Even after turning off the engine, the components of your car may continue pulling power from the battery. This is a condition known as parasitic drain. Different parts like the computer, internal clock, and power mirrors can use and drain your battery even without the engine running.
Tips and Tricks to Extend the Battery Lifespan
Increase the lifespan of your car battery by doing the following:
Start by Choosing the Right Battery
The most important thing is to pick the best car battery. If it has top-notch quality, you can expect that it will last longer even if it remains idle for a while.
- Flooded Lead Acid Battery: This is the oldest type of car battery and also one of the most affordable. It is also called a starting, light, and ignition battery. The battery has a short charge cycle, which means that you will need to recharge it often.

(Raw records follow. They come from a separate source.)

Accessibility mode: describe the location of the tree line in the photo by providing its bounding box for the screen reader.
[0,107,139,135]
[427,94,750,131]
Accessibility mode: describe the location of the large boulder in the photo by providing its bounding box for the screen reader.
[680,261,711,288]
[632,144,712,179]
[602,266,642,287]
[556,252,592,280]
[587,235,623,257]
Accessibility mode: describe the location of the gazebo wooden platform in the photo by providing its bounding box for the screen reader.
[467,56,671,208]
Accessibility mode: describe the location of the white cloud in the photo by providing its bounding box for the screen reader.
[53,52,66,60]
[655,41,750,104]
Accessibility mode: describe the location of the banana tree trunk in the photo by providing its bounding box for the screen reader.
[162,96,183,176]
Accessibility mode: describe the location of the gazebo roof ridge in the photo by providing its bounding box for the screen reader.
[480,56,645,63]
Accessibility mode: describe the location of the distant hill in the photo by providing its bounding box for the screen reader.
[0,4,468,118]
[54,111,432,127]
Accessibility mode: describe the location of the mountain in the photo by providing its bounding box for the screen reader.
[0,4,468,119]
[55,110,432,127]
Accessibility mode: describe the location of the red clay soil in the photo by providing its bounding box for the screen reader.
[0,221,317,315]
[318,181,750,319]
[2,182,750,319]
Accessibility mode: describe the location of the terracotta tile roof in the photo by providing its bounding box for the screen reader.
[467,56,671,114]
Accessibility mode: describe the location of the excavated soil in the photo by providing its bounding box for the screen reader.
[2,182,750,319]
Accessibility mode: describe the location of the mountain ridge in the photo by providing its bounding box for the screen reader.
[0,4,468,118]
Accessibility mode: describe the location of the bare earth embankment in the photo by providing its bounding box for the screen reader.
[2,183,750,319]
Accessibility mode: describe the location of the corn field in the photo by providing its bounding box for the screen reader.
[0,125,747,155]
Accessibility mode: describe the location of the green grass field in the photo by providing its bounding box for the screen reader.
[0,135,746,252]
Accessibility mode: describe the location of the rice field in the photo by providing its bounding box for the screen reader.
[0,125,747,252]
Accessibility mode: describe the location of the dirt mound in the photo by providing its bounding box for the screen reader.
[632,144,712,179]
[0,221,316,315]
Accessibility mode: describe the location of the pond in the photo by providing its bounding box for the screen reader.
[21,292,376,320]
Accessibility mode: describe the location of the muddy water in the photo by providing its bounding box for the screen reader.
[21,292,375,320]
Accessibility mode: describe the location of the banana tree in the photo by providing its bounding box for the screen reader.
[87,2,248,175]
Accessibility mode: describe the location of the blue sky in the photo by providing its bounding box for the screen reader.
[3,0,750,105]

On average, the lifespan ranges from four to eight years.
- Lithium-ion Battery: It is not as popular as other car battery types as it is more commonly used in electric vehicles. It weighs less than traditional batteries without compromising its power. The average lifespan ranges from five to ten years.

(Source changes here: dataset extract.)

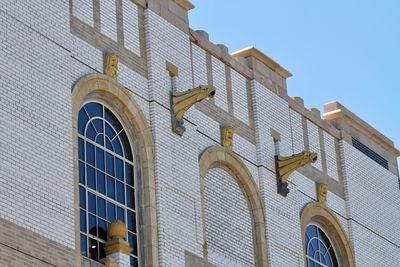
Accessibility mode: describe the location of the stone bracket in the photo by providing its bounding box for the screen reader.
[275,151,318,197]
[170,85,216,136]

- Lead Acid Battery: If you are looking for a car battery that requires minimal maintenance, this is a great pick. It is sealed, which prevents leaks, especially during long-term storage. Depending on the quality, some can last up to 12 years.
- Gel Cell Battery: It is similar to a flooded battery, with the biggest difference being that it is non-spillable. It has silica in its electrolytes, which creates a gel-like consistency. With this, you can store it in several positions without leaks and fumes. Plus, it is maintenance-free, so it can last a long time.
Even if your car is stuck in the garage, corrosion is still a problem that will shorten its lifespan. One of the best preventive measures is to clean it regularly using a mixture of water and baking soda.
A can of soda can also do the trick. Keeping the battery dry and clean is a must. When there is no corrosion, the car battery will retain its peak condition over time, which will also make it longer-lasting.
The right environment has a huge role in the longevity of an unused battery, so pay attention to proper storage. Keep it in a dry, cold, dark, and well-ventilated area. Ideally, the temperature should range from 40 to 60 degrees Fahrenheit. Avoid extreme temperatures as such will speed up the discharge rate.
When your car is parked for a long time, do not forget to test often. Invest in a car battery tester, so you will know the voltage in an instant. This will let you monitor how well you are maintaining the battery.
If it goes below the recommended voltage, then it is time to act immediately, such as by charging the battery once every 12 weeks.
Disconnect the Battery
If you do not plan to drive your car for an extended period, it is best to disconnect the battery. This will prevent electrical systems like the clock and computer from draining battery juice even when the car isn’t running. Once you disconnect the battery, make sure to store it properly.
On average, a car battery lasts two to four weeks without driving when it is connected to a car. When it is disconnected as a part of a long-term storage solution, the lifespan is around six months. Meanwhile, you can store a brand new battery for up to five years, provided that it is in an ideal environment.